Traditionally this rebirth of the nude, which shaped a new sense of human beauty and helped create modern culture, is explained by the Renaissance rediscovery of ancient Greek and Roman nude sculpture. But there was another cause – and it has been revealed by the restorer who discovered long-lost images of Americans hidden in a fresco by Pinturicchio.
The painting in the Vatican shows American Indians dancing naked: a penis is clearly visible in this frank portrayal of life in the New World.
Columbus first sailed to the Americas in 1492: in that year Europe "discovered" America. The newly found scene was painted just two years later. It records one of the most dramatic stories the explorers told about America's indigenous peoples: they are naked, nudo, wrote the adventurer Amerigo Vespucci, who followed soon after Columbus.

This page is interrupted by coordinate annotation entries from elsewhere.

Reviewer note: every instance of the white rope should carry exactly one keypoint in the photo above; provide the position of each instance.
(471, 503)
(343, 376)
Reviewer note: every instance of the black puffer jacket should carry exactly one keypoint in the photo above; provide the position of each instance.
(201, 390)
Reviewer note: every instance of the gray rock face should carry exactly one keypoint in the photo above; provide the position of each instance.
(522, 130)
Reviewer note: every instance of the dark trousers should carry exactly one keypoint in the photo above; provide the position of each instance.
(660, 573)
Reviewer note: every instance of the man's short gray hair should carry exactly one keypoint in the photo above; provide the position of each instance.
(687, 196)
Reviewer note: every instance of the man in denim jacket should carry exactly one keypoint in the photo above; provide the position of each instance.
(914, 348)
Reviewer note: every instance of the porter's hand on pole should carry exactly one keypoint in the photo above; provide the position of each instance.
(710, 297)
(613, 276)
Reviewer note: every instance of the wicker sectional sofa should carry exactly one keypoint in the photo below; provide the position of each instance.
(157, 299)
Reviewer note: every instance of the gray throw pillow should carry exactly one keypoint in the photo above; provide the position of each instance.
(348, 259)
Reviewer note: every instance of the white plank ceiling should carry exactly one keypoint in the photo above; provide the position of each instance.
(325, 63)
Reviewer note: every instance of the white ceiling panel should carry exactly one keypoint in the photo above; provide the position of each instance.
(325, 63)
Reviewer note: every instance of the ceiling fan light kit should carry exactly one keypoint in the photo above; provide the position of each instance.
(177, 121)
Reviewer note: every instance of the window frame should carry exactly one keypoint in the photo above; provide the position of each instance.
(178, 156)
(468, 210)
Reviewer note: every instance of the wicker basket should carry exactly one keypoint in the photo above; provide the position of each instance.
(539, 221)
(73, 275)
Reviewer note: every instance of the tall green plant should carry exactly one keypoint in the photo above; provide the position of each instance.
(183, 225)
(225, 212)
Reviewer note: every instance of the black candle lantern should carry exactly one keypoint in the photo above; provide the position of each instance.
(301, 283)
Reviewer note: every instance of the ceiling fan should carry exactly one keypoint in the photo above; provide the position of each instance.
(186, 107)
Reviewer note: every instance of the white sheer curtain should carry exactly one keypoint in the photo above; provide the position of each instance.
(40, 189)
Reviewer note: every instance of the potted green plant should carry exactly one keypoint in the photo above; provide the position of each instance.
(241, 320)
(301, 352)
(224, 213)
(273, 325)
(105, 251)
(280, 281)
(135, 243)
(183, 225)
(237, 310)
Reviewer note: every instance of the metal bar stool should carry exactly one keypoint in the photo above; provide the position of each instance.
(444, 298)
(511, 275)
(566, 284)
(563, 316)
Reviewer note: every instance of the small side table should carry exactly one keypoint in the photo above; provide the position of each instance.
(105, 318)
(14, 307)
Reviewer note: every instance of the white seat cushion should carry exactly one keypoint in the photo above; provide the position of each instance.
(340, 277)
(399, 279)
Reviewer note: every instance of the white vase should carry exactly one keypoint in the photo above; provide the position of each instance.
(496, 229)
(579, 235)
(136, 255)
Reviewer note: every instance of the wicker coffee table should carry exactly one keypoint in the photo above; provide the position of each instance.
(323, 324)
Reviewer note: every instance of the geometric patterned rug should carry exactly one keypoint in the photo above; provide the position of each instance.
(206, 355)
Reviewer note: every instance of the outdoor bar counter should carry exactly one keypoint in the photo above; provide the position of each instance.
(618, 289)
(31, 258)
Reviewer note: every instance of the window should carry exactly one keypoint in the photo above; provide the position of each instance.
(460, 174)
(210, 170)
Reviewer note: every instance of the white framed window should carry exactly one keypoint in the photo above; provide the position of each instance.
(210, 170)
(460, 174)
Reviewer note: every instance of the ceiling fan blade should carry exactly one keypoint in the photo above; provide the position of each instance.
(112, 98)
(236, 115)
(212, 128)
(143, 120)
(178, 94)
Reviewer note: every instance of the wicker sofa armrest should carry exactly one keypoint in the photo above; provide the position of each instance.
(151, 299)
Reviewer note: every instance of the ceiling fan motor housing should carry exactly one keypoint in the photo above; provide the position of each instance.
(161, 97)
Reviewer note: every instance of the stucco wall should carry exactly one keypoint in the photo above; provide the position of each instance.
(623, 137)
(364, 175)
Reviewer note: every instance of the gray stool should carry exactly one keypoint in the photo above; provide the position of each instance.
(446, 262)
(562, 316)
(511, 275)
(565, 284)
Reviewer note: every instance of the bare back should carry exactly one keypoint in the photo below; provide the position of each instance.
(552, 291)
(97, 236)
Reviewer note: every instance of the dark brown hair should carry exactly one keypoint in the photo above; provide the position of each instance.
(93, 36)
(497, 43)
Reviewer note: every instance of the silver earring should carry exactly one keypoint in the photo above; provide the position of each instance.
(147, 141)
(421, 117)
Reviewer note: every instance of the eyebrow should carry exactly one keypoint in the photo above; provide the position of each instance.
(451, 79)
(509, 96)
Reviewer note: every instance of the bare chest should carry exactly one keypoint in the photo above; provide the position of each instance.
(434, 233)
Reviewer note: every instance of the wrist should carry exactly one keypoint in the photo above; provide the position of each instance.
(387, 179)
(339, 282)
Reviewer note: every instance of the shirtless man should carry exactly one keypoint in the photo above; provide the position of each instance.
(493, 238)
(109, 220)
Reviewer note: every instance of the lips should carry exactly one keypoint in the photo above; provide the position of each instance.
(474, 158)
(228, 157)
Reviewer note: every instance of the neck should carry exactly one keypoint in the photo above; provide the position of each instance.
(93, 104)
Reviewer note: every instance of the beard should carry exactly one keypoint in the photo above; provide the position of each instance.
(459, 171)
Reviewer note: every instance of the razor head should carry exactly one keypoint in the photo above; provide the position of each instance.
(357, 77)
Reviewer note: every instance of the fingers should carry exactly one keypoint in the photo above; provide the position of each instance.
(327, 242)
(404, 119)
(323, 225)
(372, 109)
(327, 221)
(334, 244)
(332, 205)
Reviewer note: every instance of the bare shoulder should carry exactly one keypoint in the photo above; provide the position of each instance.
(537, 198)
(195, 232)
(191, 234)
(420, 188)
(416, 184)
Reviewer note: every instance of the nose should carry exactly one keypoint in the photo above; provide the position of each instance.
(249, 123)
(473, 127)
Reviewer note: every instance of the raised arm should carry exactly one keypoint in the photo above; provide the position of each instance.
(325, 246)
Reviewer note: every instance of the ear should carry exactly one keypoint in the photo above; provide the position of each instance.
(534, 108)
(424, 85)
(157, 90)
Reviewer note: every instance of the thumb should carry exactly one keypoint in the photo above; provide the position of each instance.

Woodcuts in books by Columbus and Vespucci, like this newly found painting, show America as a continent of nudes. Vespucci's writings were circulating in Florence when Michelangelo worked on David. The nude figure Michelangelo carved is a noble savage: an American, naked and innocent. The discovery of pure, uncorrupted, naked people on the far side of the world helped to inspire the idea that nudity is the noblest way for a human being to be.
America was a Garden of Earthly Delights, Europeans thought, as they set out to pillage Eden.